St. Egwin -- 7th century, Mercia, England.
His pious parents made sure to baptize and confirm him soon after birth. Early on, he " built a pleasant mansion for the Holy Ghost in his heart".
He was ordained a priest and a bishop. In this capacity, he preached the word of God with great zeal, while growing in holiness and virtue.
In particular, he worked to restore the tenets of Christian marriage and the notion of good and evil. Many resisted his wise counsels. They told the bishop slanders about him.
As a result, the Pope summoned him to Rome to answer these charges. In expiation for the sins of his calumniators, he walked to Rome shackled with locked chains. The key was thrown into the Avon River.

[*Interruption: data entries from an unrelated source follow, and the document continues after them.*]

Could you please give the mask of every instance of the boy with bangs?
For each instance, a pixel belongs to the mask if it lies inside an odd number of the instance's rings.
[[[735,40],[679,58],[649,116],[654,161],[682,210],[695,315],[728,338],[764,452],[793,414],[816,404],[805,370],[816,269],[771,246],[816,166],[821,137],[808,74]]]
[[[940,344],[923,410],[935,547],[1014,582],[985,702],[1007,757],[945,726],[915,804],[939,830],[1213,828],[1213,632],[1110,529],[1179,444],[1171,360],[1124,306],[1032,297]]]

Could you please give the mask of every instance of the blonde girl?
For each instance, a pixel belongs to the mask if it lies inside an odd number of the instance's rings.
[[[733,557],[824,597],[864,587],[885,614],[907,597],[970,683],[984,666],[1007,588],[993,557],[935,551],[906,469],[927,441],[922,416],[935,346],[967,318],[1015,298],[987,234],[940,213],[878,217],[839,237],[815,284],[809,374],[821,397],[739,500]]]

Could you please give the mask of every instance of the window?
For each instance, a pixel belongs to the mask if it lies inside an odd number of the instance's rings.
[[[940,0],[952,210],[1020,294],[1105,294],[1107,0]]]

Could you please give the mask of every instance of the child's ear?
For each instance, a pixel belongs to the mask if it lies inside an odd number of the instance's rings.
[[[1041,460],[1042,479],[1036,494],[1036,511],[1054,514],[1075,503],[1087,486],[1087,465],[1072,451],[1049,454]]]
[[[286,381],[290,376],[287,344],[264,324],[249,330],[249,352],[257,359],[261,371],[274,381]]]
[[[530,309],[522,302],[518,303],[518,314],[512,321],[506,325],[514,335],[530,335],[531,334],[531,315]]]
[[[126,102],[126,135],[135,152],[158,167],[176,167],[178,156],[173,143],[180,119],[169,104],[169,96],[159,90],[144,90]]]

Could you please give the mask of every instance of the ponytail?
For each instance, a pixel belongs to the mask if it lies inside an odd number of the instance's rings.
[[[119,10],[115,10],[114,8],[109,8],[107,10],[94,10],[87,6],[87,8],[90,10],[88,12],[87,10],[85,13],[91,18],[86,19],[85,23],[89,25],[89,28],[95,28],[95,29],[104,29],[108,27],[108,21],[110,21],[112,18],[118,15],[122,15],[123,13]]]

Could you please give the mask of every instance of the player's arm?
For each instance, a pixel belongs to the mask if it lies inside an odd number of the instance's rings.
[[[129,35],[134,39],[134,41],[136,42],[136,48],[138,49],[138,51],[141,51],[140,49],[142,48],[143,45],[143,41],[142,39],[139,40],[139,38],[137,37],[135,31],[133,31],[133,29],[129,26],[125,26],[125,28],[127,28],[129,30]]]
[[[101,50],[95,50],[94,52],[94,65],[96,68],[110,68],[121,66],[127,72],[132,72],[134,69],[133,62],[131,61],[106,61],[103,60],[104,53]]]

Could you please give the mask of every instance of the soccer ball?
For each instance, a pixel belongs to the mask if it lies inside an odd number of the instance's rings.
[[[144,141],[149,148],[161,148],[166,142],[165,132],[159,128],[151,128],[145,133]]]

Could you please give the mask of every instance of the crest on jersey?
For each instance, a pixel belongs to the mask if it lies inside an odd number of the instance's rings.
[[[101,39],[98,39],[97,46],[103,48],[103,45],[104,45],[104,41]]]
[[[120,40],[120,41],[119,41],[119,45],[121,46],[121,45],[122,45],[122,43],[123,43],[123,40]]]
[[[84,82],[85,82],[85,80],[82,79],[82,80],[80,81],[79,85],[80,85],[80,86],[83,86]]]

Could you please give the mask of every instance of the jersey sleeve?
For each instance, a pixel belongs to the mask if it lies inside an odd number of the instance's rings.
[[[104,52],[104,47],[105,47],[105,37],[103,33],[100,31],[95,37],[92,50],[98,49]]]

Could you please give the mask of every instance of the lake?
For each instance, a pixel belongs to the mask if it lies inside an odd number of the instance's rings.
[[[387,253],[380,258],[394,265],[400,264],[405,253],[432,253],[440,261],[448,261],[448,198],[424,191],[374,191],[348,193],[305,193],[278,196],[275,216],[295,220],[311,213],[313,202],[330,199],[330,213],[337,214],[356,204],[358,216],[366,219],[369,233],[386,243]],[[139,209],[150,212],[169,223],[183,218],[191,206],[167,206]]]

Months later, St. Egwin arrived in Rome to the tolling of bells that tolled untouched. A fisherman found the key to the saint's chains in a fish’s belly caught in the Tiber. When the Pope heard this miracle, he knew St. Egwin was innocent.

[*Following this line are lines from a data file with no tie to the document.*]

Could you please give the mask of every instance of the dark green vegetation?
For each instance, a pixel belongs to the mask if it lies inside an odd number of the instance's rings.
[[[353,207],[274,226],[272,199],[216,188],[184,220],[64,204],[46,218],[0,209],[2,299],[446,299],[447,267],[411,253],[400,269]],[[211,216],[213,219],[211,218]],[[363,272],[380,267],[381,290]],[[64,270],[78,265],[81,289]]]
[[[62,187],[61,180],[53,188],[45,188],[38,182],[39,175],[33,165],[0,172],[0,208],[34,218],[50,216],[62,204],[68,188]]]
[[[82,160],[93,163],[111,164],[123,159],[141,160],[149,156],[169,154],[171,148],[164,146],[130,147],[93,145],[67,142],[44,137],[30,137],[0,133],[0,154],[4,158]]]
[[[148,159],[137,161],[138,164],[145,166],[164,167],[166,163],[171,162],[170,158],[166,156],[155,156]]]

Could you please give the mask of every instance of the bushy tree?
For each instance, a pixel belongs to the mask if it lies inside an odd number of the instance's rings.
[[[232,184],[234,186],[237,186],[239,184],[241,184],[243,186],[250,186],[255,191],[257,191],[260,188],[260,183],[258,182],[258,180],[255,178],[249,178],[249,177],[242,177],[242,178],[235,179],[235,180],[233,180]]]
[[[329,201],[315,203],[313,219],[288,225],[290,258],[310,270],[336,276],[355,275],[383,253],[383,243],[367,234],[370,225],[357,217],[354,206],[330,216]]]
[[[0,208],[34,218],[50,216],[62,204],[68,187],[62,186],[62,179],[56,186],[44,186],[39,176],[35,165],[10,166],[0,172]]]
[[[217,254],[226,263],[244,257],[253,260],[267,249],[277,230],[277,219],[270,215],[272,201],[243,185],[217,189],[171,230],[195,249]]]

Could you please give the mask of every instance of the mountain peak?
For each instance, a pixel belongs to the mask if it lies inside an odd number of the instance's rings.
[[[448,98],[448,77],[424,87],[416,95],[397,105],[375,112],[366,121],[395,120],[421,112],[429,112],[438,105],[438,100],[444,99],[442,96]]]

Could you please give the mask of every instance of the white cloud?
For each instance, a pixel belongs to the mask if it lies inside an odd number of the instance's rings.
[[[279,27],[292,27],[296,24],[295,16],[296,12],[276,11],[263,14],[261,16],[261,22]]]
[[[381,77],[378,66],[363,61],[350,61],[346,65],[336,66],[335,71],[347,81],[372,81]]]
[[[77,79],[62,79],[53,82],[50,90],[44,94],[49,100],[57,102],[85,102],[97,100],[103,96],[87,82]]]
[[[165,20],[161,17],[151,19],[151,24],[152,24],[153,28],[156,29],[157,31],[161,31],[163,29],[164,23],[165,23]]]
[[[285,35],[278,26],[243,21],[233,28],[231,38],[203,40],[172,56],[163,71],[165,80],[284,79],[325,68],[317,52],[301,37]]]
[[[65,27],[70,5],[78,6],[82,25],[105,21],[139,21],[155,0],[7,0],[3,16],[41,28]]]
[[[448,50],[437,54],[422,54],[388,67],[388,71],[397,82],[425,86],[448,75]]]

Towards the end of his life, ever zealous to gain souls for Christ, St. Egwin travelled to a neighboring village called Alcester. It was remarkable for its beauty and natural resources and was frequented by the royalty. But the inhabitants were very wicked and steeped in vice.

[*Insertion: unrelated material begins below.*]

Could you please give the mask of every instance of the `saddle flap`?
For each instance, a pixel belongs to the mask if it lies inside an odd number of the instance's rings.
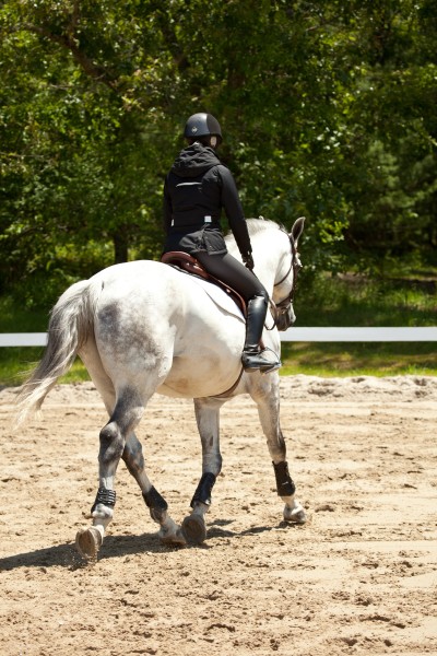
[[[204,280],[210,280],[210,274],[201,263],[189,255],[188,253],[184,253],[184,250],[170,250],[169,253],[164,253],[161,258],[161,261],[164,265],[174,265],[175,267],[179,267],[179,269],[184,269],[188,273],[196,273],[196,276],[200,276],[204,278]]]
[[[197,260],[196,257],[193,257],[192,255],[189,255],[188,253],[184,253],[184,250],[170,250],[168,253],[164,253],[164,255],[161,258],[161,261],[164,265],[172,265],[172,266],[178,267],[179,269],[182,269],[182,271],[186,271],[187,273],[199,276],[200,278],[203,278],[203,280],[206,280],[208,282],[216,284],[224,292],[226,292],[226,294],[228,294],[233,298],[234,303],[241,311],[243,316],[244,317],[247,316],[247,306],[246,306],[246,301],[244,300],[244,297],[237,291],[235,291],[233,288],[231,288],[228,284],[226,284],[222,280],[218,280],[218,278],[215,278],[214,276],[209,273],[206,271],[206,269],[204,269],[202,267],[202,265],[199,262],[199,260]]]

St. Egwin tried to win these souls for Heaven. As he preached, the evil people drowned him out with the noise of hammers and anvils. St. Egwin left the city. God judged it. The earth opened up and swallowed the entire perverse generation.
At the end of his life, St. Egwin addressed those around him:
“I pray and beseech you, reverend and beloved sons, strive with all your might to keep and to do all that God has commanded."
We must need this saintly advice. By the life of St. Egwin, we see that God is merciful but also just to those who reject Him.